Indeed, due to the lack of money, the care of the mosaic is nonexistent and you can’t actually see the mosaic because it’s covered in moss and grass. Well done Comune di Taormina!

The Hellenistic Mosaic

The second mosaic you can find is that called “Hellenistic Mosaic”. This dates back to the II century BC and it’s slightly in better conditions than the previous one. It was originally made with coloured pebbles (yellow, red, white, grey and black). However, due to the lack of maintenance, you can see only the black and white tesserae.

The mosaic features four side dolphins and a central six petaled flower inside a diamond shape. This used to be part of the courtyard of a private house.

Corso Umberto

Corso Umberto is the main street of Taormina enclosed between the Messina and Catania Gates. It’s famous for its luxury shops and for the possibility to find some exclusive traditional souvenirs. If you want to find something special, it’s here that you have to search for it!

Saracen Castle

insider's guide to Taormina
An insider’s guide to Taormina – View of the Saracen Castle from Taormina

If you are up for an adventure and are brave enough to climb the steep Tauro mountain, you can reach the ruins of the Saracen Castle. Unfortunately, you can’t visit the castle but you can walk up to its imposing walls. If you have a drone, you can have also a better view!

An earlier version of the fortification was likely existent already during the Roman Age. Indeed, scholars think that the castle was built over the former acropolis of Taormina. The current castle architecture is the one modified during the Arab conquest.

Church of Madonna della Rocca

insider's guide to Taormina
An insider’s guide to Taormina -View of Madonna della Rocca Church (left) and the Saracen Castle (right)
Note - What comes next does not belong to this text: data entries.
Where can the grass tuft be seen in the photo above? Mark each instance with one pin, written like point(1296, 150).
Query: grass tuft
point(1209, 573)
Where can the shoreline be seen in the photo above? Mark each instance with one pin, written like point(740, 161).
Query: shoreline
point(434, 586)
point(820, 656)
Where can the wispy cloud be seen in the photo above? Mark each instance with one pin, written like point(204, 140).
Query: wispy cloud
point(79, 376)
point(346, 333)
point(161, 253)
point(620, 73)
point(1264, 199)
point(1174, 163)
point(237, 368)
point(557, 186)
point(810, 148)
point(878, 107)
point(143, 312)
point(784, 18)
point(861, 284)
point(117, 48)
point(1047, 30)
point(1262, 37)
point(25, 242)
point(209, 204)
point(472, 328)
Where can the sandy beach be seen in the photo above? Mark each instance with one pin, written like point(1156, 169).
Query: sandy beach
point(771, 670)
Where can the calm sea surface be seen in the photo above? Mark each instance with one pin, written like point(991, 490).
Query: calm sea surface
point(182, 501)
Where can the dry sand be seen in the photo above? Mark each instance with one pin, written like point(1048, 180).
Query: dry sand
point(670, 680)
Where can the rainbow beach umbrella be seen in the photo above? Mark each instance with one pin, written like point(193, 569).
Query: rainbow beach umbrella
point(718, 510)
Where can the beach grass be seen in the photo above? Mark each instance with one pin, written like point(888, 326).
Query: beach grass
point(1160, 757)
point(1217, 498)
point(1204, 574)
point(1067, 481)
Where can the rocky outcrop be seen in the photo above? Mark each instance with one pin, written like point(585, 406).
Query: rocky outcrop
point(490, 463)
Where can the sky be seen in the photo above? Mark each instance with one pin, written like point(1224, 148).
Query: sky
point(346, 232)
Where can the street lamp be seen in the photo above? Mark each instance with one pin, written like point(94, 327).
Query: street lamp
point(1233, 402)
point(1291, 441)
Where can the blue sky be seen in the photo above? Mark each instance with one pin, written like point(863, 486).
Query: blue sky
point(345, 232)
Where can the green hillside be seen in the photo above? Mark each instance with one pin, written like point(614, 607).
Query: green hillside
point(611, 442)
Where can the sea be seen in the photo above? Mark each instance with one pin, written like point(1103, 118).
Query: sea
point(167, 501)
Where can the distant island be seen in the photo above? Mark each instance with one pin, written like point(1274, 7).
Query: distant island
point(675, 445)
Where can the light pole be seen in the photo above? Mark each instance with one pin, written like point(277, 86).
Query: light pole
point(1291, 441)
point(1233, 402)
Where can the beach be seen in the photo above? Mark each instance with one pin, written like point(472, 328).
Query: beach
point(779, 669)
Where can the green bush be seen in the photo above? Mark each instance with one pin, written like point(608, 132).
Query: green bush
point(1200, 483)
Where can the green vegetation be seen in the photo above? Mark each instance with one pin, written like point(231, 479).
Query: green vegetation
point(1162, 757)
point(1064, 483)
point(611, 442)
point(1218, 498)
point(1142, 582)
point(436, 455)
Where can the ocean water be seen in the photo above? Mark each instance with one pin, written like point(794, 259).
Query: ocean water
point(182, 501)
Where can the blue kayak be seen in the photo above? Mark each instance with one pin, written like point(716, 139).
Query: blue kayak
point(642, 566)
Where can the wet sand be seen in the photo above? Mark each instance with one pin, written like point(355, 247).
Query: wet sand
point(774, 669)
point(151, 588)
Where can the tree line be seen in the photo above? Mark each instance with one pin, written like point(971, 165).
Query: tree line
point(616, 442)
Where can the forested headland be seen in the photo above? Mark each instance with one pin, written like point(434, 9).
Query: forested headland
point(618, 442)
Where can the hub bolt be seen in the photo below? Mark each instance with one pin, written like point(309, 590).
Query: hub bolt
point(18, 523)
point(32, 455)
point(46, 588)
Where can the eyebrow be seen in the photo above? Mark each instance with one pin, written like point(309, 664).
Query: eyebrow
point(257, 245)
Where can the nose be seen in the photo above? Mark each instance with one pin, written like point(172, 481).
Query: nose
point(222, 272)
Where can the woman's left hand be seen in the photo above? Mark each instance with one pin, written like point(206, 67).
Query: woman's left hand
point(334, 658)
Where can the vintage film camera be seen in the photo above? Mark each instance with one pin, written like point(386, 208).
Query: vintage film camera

On the same way to the Saracen Castle, you can follow the path to the Church of Madonna della Rocca. Don’t be fooled by the Google suggestion that is a 15 minutes walk from the Taormina city centre. That’s not true. The climb is slightly less steep that the one to the castle (even if the initial path is the same) but it will take a good 25-30 minutes to reach it.

The church is located in one of the highest point of the city and even if the climb itself is not pleasant, the view is certainly worthy. Madonna della Rocca is entirely carved into the rock (even if you can’t guess this from the external facade). It dates back to 1640 and since then remained pretty much the same.

I wouldn’t go up the hill during the day in summer. The sun is very strong in Sicily and it may become a challenging walk. A better time to visit is late afternoon.

Explore the Alleys

One of my favourite activities in Taormina is exploring its side alleys. You can find these on the left or right of Corso Umberto. Usually connected to the main road throughout small staircases. These little alleys are very surprising as you can find things that you don’t expect. This includes mosaics, medieval gates, beautiful palaces, cute restaurants, hidden churches etc.

One of my favourite alleys is Vico Venezia. Here you can find a little medieval gate surrounded by very photogenic orange trees. Furthermore, walking along the way, you can find some elegant palaces with lovely pink facades.

Best places to stay in Taormina

An insider's guide to Taormina
An insider’s guide to Taormina – Riis Hotel

There are many hotels in Taormina. It is understood that a great part of those with a magnificent view are also the most expensive ones. However, because these are not within everyone’s reach, I divided them into three categories.

Luxury Hotels in Taormina

Taormina is famous for its luxury hotels. Places where exceptional service is complimentary with the most breathtaking view. Luxury stays in Taormina are not for everyone pocket but, if you are lucky enough to be able to face the cost, here are some of the most exclusive 5 stars hotels in Taormina.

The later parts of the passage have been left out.